于是应天棋抬手接过方南巳递来的斗笠,扣在了自己头上。
调整斗笠的时候,应天棋突然想起一件事,但他暂时还放不下自己的愤怒和仇恨,因此他无视了方南巳,只回头看了眼苏言,问:
“你可以确定張葵是鄭秉燭的人吗?这二人关系如何?”
苏言原本一心一意立在边上当背景板,现在突然被问到,他愣了一下,先下意识瞧了眼身边的方南巳。
苏言无法从方南巳脸上得到任何有效信息,但皇爷的问话他又不敢不答,因此在内心挣扎片刻后,才道:
“回陛下,确定……张葵官职不高,只是正五品仓部司郎中,他原是国師家中幕僚,是国師親自提拔的人,素来与他親近,这一点,很多人都知晓。”
“……”应天棋没有应声,只若有所思地点点头,而后蹲下身子,落进暗道,顺着暗道的梯子钻进了那片黑暗里。
见状,苏言眼巴巴地瞅着方南巳,不知道自己现在是该动还是不该动。
方南巳瞥了他一眼,没带什么情绪,抬手紧紧护腕:
“我下去盯着,你守在此處,若有动静,暗号通传。”
“是。”
应天棋没注意身后那主仆俩的悄悄话。
他麻溜地顺着梯子下去,沿着唯一一条通道往前走。
从怀里拿出先前准备好的火折子,火苗从竹筒里钻出来,替他照亮身周光景。
这處小院是方南巳的私产,虽说朝廷一般不会查验官员在外的房屋田地,但敢在京城周边的庄子里私建地牢还是太超前了。
不仅敢建,还敢堂而皇之地把皇帝带来参观。
这混球果真是天不怕地不怕。
应天棋心里乱七八糟地想着,边打量四周环境,没忍住皱了皱鼻子。
这暗道常年封闭,里面的味道实在算不上好闻,甚至有种血肉在闷热环境放久了腐烂后的腥臭味,刚下来时猛地闻一鼻子,应天棋差点没当场吐出来。
空气里带着点黏腻的潮湿感,再往前,除了自己和身后另一人跟上来的脚步声,应天棋还听见不远处传来的一阵窸窣。
没走几步,原本狭窄的通道进入了一处相对开阔的空间,应天棋停下脚步,伸手将火折子往远一递。
燭火映出一处地窖一般四四方方的地下空间,不算大,还被一只巨大的铁笼分割成了两个部分。

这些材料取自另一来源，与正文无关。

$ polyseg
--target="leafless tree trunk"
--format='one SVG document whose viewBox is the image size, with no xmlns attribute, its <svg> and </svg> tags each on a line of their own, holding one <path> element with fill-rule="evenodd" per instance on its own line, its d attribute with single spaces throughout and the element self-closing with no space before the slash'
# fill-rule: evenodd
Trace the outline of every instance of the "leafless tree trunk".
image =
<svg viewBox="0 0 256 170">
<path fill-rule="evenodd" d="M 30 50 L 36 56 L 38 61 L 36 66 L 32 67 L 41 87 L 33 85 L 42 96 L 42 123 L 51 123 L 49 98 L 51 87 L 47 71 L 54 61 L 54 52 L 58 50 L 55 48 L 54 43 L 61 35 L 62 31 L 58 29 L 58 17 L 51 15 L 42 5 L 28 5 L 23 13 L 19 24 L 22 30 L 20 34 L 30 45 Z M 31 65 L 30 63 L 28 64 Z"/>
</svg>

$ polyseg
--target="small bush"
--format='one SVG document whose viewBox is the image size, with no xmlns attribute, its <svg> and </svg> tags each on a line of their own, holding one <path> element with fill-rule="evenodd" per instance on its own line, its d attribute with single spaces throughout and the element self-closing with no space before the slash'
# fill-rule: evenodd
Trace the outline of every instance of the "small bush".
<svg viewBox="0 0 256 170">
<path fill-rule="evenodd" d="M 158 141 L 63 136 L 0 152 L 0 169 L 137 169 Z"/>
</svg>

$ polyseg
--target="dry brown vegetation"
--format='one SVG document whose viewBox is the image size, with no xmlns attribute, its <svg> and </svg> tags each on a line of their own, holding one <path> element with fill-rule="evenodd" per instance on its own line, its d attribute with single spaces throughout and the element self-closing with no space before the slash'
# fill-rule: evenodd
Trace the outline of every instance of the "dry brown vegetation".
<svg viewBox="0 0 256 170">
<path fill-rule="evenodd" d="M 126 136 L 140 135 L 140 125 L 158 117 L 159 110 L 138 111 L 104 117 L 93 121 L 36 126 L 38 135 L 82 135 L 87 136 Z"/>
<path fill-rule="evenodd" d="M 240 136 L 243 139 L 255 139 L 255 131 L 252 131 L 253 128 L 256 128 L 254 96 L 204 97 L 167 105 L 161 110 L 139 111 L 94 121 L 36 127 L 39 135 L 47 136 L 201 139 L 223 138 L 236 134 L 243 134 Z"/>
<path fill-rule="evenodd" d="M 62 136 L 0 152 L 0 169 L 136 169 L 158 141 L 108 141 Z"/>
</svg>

笼外置着一张长桌,上面摆着各种各样的刑具,应天棋不敢多看,只瞅了一眼就收回了视线,因为他那一眼不仅看见了刑具上的锈,还看见了喷溅在桌上地上甚至牆上的、大片凝固发黑的血迹,想必这就是空气中腥臭味的来源。
至于笼子里面,是大片铺开的干草、一床破破烂烂露了棉絮的被子,还有……
还有一个缩在角落里瑟瑟发抖的人。
应天棋微微眯起眼睛,隔着一段距離,仔细打量那人。
一个四十来岁、身材中等相貌平平的男人。
那就是张葵?
他似乎怕极了,整个人都快跟干草一起缩去牆角里,脸上的五官挤在一起,像只麻皮包子。
应天棋盯着他,又往铁笼那边走了一步。
见状,张葵夸张地瑟缩一下,声音都是颤的:
“大,大人……你我无冤无仇,你何故、何故要将我为难至此啊?”
“无、冤、无、仇?”
应天棋压低头上斗笠,沉下声音重复着四字,轻笑一声,顺手从地上捡了根木棍,威胁似的敲敲地面,语速放缓,装得一副高深莫测样:
“你得罪了什么人,你自己难道不知道?”
张葵听见这话,应当是很努力地回想了一下。
可最后,也只是有些尴尬地笑笑:
“小人向来谨小慎微,能得罪什么人啊……?大人是不是弄錯了?”
“户部仓部司郎中张葵,是你没錯吧?”
应天棋打断他的话,边拿着火折子,将地牢内几盏油灯挨个点亮,边道:
“运往河東的那批赈災糧,是你负责押送,却在半道被山匪劫了去,这事儿可不好交代。张大人,你知不知道,你让那位大人很为难,他正是为了此事,才托我要你的命啊。”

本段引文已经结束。